New multi-modal large models dominate the list! Supports mixed input of images and texts, so you can learn immediately even if you don’t understand the knowledge

Cressy from Aofei Temple
Qubit | Public account QbitAI

The multi-modal large model family has a new member!

Not only can multiple images and text be combined and analyzed, but also the spatio-temporal relationship in the video can be processed.

This free and open source model has topped both the MMbench and MME lists, and currently remains in the top three floating rankings.

09eb06982ef05e7dae76b6d4a8260146.png

△MMBench list, MMBench is a comprehensive multi-mode capability evaluation system based on ChatGPT jointly launched by Shanghai AI lab and Nanyang Technological University

7792c4277aa729ac10f1fb13cb0e320a.png

△MME list, MME is a multi-modal large language model evaluation conducted by Tencent Youtu Lab and Xiamen University

This large multi-modal model is called MMICL and was jointly launched by Beijing Jiaotong University, Peking University, UCLA, Zuzhi Multi-Mode Company and other institutions.

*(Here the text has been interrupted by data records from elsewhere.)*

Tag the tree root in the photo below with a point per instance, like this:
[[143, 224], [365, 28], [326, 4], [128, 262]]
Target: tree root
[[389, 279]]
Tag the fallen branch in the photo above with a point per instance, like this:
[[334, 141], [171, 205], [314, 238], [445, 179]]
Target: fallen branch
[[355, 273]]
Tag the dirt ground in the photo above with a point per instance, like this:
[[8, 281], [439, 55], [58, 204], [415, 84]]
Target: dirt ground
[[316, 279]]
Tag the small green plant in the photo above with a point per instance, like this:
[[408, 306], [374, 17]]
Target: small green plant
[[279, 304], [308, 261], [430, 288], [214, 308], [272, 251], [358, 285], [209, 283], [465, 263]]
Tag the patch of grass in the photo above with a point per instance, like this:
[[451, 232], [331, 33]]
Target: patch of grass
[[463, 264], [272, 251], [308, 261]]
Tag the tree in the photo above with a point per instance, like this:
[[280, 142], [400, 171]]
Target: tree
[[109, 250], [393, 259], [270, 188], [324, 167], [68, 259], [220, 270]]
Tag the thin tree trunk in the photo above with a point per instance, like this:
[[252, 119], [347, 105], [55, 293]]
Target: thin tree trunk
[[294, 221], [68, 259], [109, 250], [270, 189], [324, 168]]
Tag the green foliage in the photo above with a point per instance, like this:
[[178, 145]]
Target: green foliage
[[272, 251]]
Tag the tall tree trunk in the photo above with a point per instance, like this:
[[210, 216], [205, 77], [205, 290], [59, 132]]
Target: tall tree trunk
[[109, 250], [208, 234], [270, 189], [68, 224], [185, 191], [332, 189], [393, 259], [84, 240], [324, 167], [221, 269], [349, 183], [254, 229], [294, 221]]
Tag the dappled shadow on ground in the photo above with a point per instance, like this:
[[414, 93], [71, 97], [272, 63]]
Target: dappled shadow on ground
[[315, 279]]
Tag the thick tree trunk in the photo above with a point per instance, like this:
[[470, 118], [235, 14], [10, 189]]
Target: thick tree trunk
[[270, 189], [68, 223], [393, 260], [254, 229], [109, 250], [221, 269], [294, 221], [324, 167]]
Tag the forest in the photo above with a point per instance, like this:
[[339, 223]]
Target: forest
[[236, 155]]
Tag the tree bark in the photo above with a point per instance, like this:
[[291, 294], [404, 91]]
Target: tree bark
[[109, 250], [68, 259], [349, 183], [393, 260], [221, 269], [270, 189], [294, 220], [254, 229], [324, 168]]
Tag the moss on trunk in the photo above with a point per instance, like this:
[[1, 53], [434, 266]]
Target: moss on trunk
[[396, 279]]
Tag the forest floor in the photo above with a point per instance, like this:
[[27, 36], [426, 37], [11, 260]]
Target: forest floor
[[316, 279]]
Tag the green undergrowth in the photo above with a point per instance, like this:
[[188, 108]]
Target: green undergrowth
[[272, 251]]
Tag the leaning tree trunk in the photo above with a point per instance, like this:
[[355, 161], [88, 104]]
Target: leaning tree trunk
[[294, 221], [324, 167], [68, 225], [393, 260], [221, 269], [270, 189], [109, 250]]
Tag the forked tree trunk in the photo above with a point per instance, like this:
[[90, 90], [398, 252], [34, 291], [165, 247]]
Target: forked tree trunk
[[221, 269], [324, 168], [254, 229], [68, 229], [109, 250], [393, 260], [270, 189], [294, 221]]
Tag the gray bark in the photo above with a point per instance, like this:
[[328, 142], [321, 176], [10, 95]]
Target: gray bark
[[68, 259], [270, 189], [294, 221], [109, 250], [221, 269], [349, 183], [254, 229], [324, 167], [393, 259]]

MMICL has two versions based on different LLMs, based on two core models: Vicuna and FlanT5XL.

Both versions have been open source. Among them, the FlanT5XL version can be used commercially, while the Vicuna version can only be used for scientific research purposes.

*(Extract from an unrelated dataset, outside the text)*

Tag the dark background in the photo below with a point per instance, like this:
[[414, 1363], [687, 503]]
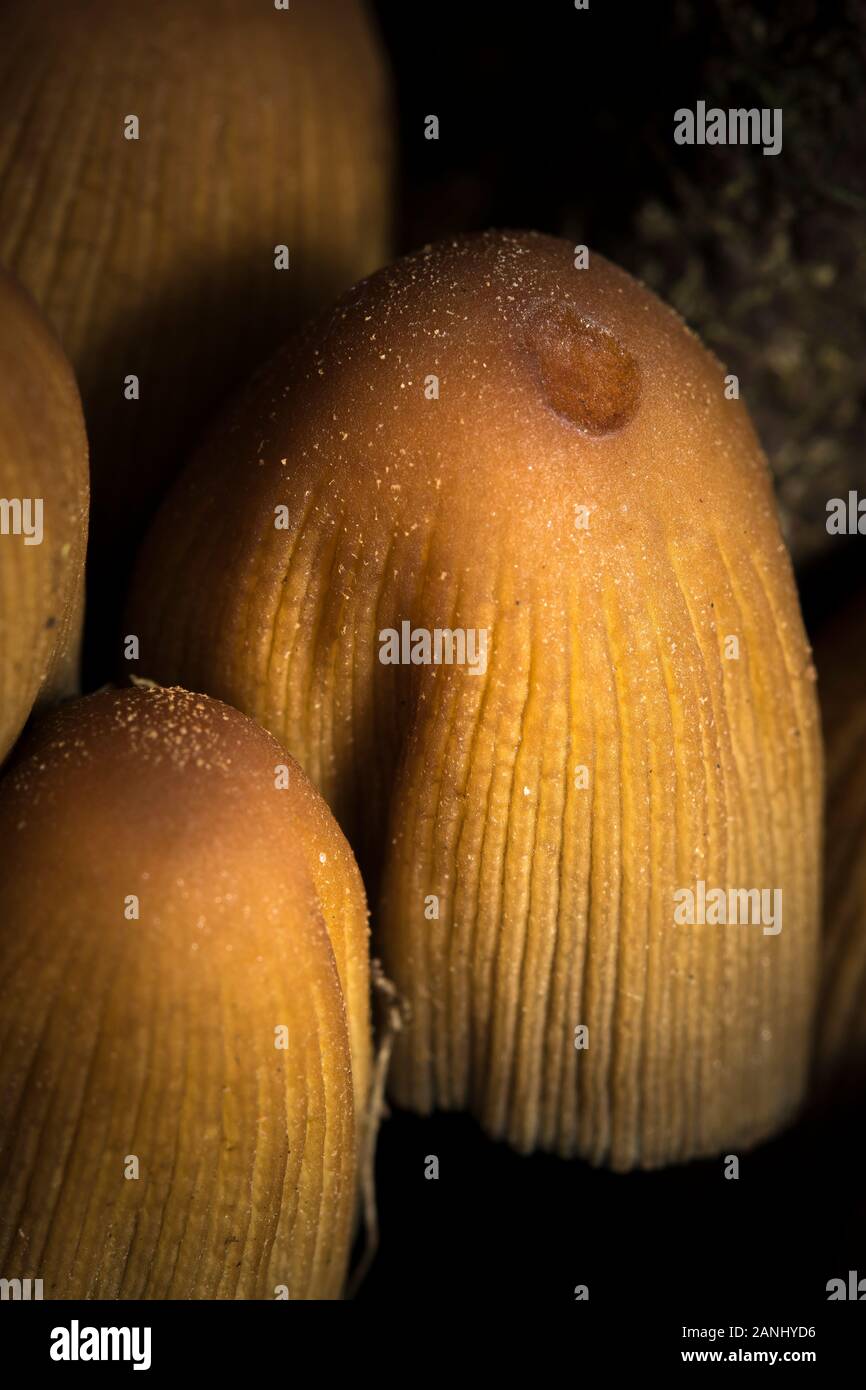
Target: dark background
[[562, 121]]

In MME's multi-task test, the FlanT5XL version of MMICL has maintained its leading position for several weeks.

Among them, the cognitive aspect achieved a total score of 428.93 (full score of 800), ranking first, significantly surpassing other models.

18e49eb5ce5dcd82b86cfb9766d264a1.png

The total score in terms of perception is 1381.78 (out of 2000), ranking second only to Alibaba’s Qianwen-7B and Kunlun Wanwei’s Tiangong model in the latest version of the list.

18aa486cfcdc88b6e0ff7d64427f5253.png

In terms of required configuration, the official statement is that six A40s are required during the training phase, and the inference phase can run on one A40.

Only 0.5M data built from the open source data set is needed to complete the second phase of training, which takes only dozens of hours.

So, what are the characteristics of this large multi-modal model?

I can watch videos and “learn and sell now”

MMICL supports prompts in the form of text and pictures interspersed, and it is as natural to use as WeChat chat.

Feed the two pictures to MMICL in a normal speaking manner, and you can analyze their similarities and differences.

de4fcd8a75f3cc8f9674e29a78000fa1.png

In addition to its strong image analysis capabilities, MMICL also knows "learn now and sell now".

For example, we gave MMICL a picture of a pixel-style horse in “Minecraft”.

Since the training data are all real-world scenes, MMICL does not recognize this overly abstract pixel style.

6fe4ae27f04fc8edb43f1467fc312ece.png

But as long as we let MMICL learn a few examples, it can quickly perform analogical reasoning .

In the picture below, MMICL learned three scenarios: horses, donkeys and nothing, and then correctly judged the pixel horse after changing the background.

d2e0b398f3efde6d2cb59740626b9af2.png

In addition to pictures, dynamic videos are also not a problem for MMICL. It not only understands the content of each frame, but also accurately analyzes the spatio-temporal relationship.

Let's take a look at this football battle between Brazil and Argentina. MMICL accurately analyzed the actions of the two teams.

6afc1b6f235883db6433608f4b850b2b.gif

You can also ask MMICL about the details in the video, such as how the Brazilian players blocked the Argentine players.

a3902bf377dfef921d11433bd44c530e.png

In addition to accurately grasping the spatiotemporal relationship in the video, MMICL also supports real-time video stream input.

We can see that the person in the surveillance screen is falling. MMICL detected this anomaly and issued a prompt asking if help is needed.

e6fdff8fb445243b636b194d8f7938c8.gif

If we compare the top five in perception and cognition on the MME list in one picture, we can see that MMICL's performance has achieved good results in all aspects.

9286dc9a4c587b0bf75bcaf338c648b7.png

So, how does MMICL do it, and what are the technical details behind it?

Training is completed in two phases

MMICL aims to solve the problems encountered by visual language models in understanding complex multi-modal inputs with multiple images.

MMICL uses the Flan-T5 XXL model as the backbone. The structure and process of the entire model are shown in the figure below:

6e266bf37d7c9ffbab5c03280003c89a.png

MMICL uses a structure similar to BLIP2, but can accept interleaved graphics and text input.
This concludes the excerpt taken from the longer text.